The learning rates of students in these two districts reveal that Chico USD students learned at a rate about 24 percent higher than the national average, while students in Charlottesville Public Schools learned at a rate about 20 percent below the national average. Worth noting is that Chico USD students’ test scores over this ten-year period were quite a bit lower. The power of learning rates is that they measure what schools and districts add to the knowledge students bring to school. Test scores, on the other hand, reveal a mix of what students bring to school, and what they learn in school. Which would you rather rely upon as a key indicator of your school’s or district’s vitality?

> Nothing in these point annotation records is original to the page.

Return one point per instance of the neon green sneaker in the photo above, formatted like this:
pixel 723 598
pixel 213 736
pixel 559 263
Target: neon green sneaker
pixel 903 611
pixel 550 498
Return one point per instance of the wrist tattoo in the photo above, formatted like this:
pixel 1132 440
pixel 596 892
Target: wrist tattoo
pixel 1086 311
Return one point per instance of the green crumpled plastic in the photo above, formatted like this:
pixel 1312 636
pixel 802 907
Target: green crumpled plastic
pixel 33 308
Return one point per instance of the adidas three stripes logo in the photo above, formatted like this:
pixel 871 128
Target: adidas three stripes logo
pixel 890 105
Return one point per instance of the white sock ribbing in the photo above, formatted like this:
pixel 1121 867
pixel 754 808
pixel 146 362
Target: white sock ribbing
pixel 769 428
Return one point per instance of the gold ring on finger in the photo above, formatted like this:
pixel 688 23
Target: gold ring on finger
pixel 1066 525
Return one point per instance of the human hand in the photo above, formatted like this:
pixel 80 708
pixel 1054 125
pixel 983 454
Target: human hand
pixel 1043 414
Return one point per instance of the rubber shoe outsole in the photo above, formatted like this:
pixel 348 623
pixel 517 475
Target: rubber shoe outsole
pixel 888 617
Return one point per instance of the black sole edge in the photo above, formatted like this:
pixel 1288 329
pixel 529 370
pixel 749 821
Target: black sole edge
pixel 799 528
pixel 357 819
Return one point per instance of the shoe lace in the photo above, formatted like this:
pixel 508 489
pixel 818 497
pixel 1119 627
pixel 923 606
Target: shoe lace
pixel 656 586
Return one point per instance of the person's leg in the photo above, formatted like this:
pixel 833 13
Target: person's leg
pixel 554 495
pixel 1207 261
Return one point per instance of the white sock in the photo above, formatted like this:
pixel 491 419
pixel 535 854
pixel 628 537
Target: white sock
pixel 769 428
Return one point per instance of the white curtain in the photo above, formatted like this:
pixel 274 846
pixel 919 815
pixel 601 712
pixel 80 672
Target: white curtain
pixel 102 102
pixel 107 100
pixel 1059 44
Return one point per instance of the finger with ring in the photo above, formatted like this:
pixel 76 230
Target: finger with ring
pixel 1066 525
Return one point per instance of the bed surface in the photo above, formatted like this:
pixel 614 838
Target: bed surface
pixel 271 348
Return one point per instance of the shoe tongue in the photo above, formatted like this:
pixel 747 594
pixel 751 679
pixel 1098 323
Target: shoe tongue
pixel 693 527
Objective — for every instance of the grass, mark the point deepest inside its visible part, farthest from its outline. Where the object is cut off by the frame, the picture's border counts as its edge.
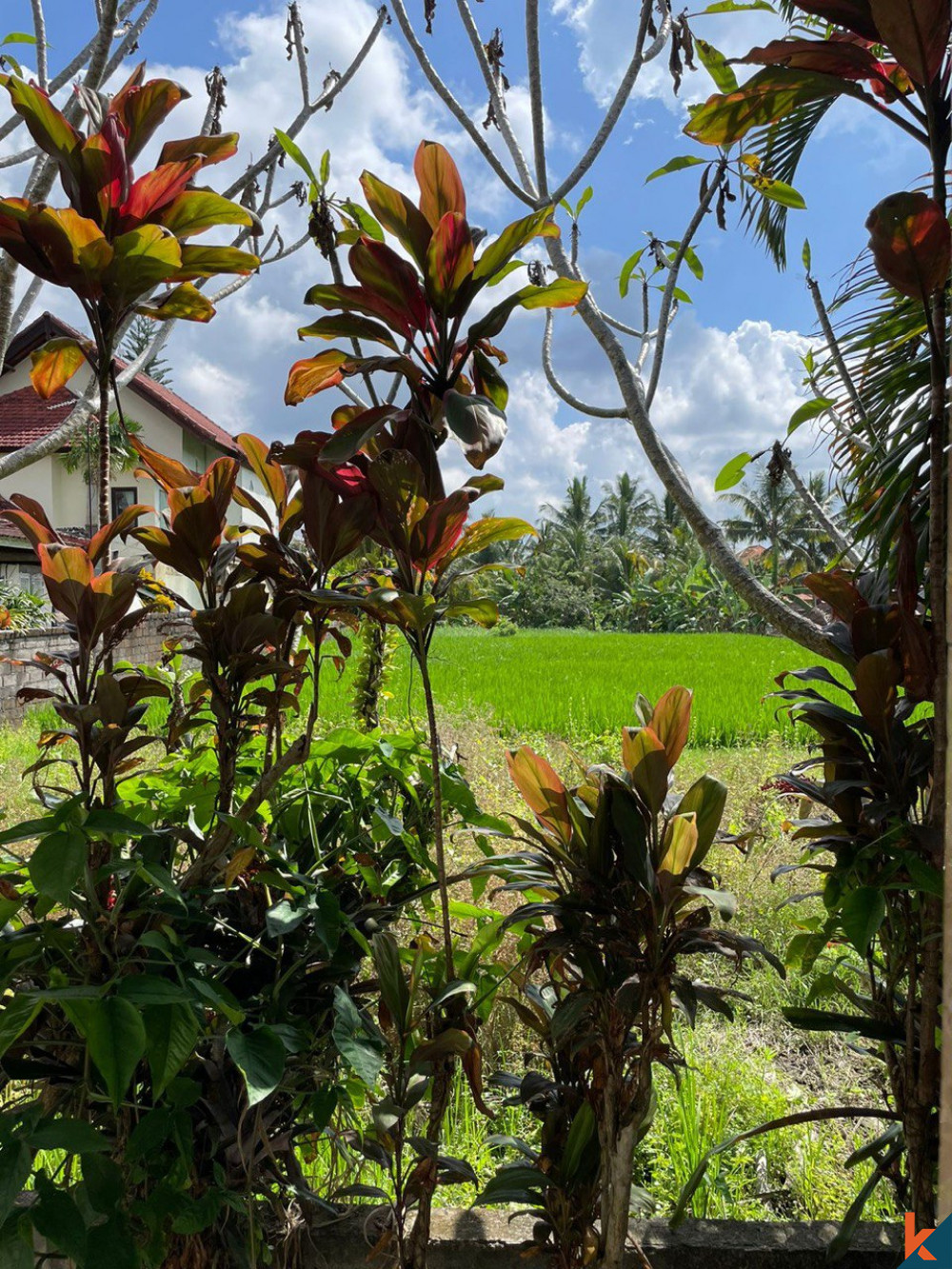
(577, 684)
(548, 688)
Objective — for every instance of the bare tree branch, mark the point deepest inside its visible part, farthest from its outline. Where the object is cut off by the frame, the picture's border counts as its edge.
(536, 98)
(594, 411)
(497, 98)
(40, 31)
(324, 103)
(815, 507)
(621, 96)
(665, 315)
(455, 108)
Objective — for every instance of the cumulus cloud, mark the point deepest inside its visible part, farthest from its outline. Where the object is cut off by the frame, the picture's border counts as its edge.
(605, 31)
(723, 391)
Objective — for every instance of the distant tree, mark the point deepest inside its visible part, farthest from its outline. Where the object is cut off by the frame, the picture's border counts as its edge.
(773, 514)
(139, 338)
(626, 507)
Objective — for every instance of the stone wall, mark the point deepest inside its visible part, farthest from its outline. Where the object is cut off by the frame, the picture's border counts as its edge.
(144, 646)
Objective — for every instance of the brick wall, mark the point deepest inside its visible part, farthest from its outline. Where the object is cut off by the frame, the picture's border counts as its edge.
(144, 647)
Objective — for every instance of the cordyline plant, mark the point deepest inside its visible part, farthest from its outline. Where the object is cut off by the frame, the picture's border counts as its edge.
(418, 309)
(620, 896)
(894, 56)
(121, 236)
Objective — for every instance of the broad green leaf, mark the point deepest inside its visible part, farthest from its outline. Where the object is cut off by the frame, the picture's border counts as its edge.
(806, 411)
(15, 1166)
(261, 1056)
(74, 1136)
(716, 65)
(57, 863)
(293, 151)
(57, 1219)
(861, 915)
(116, 1039)
(513, 239)
(18, 1013)
(733, 472)
(358, 1041)
(772, 94)
(674, 165)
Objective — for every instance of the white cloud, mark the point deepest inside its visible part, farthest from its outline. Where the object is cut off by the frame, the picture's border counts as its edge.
(605, 31)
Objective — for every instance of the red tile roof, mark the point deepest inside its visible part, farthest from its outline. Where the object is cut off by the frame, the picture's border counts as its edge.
(170, 404)
(26, 418)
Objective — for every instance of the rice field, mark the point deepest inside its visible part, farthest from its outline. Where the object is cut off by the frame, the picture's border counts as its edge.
(579, 684)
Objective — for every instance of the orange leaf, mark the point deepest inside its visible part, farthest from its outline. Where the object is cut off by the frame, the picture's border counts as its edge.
(55, 365)
(544, 792)
(912, 244)
(441, 187)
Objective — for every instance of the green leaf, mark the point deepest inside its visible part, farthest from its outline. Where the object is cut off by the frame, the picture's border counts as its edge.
(777, 190)
(57, 863)
(733, 472)
(861, 915)
(806, 411)
(357, 1039)
(848, 1024)
(112, 1244)
(116, 1039)
(173, 1032)
(693, 263)
(627, 269)
(15, 1166)
(57, 1219)
(516, 1184)
(716, 65)
(74, 1136)
(293, 151)
(15, 1018)
(678, 164)
(261, 1056)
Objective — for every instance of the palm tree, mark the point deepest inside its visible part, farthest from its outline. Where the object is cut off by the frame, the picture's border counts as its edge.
(626, 507)
(575, 511)
(771, 511)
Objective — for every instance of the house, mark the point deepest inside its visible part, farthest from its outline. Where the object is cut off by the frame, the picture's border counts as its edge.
(168, 424)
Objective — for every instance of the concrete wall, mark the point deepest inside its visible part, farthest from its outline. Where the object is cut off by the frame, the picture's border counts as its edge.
(144, 646)
(489, 1240)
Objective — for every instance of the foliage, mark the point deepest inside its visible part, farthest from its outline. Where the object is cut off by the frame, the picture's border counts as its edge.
(83, 454)
(21, 609)
(616, 898)
(879, 863)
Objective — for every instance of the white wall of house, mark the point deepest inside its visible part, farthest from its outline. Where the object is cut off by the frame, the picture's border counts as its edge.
(65, 495)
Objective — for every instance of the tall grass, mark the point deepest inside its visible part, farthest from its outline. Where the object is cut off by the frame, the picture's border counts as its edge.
(579, 684)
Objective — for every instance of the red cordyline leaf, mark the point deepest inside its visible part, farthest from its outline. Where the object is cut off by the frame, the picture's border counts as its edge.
(449, 259)
(842, 54)
(856, 15)
(390, 278)
(441, 186)
(55, 365)
(916, 31)
(912, 244)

Figure 4.14 -- Gap in Average Test Scores Between White and Hispanic Students in Charlottesville City Public School District (VA) and Chico Unified School District (CA)

The white–Hispanic test score gaps in both districts are large. In Charlottesville, white students’ scores were the equivalent of 2.35 grade levels ahead of the national average. But their Hispanic students’ scores were 0.28 grade levels below the national average. Chico USD’s pattern was different. White students’ scores were right at the national average, and Hispanic students’ scores 1.76 grade levels below.

Figure 4.15 -- Gap in Learning Rates Between White and Hispanic Students in Charlottesville City Public School District (VA) and Chico Unified School District (CA)

White and Hispanic students are learning at about the same rate in Chico USD. The same is true in Charlottesville. Note that both districts sit on that diagonal line that indicates a “zero gap” condition. What differs are the actual rates at which students learn in the two districts. In Chico USD, both white and Hispanic students are learning at a rate about 20 percent higher than the national average. In Charlottesville City Public School District, both white and Hispanic students are learning at a rate about 14–15 percent lower than the national average.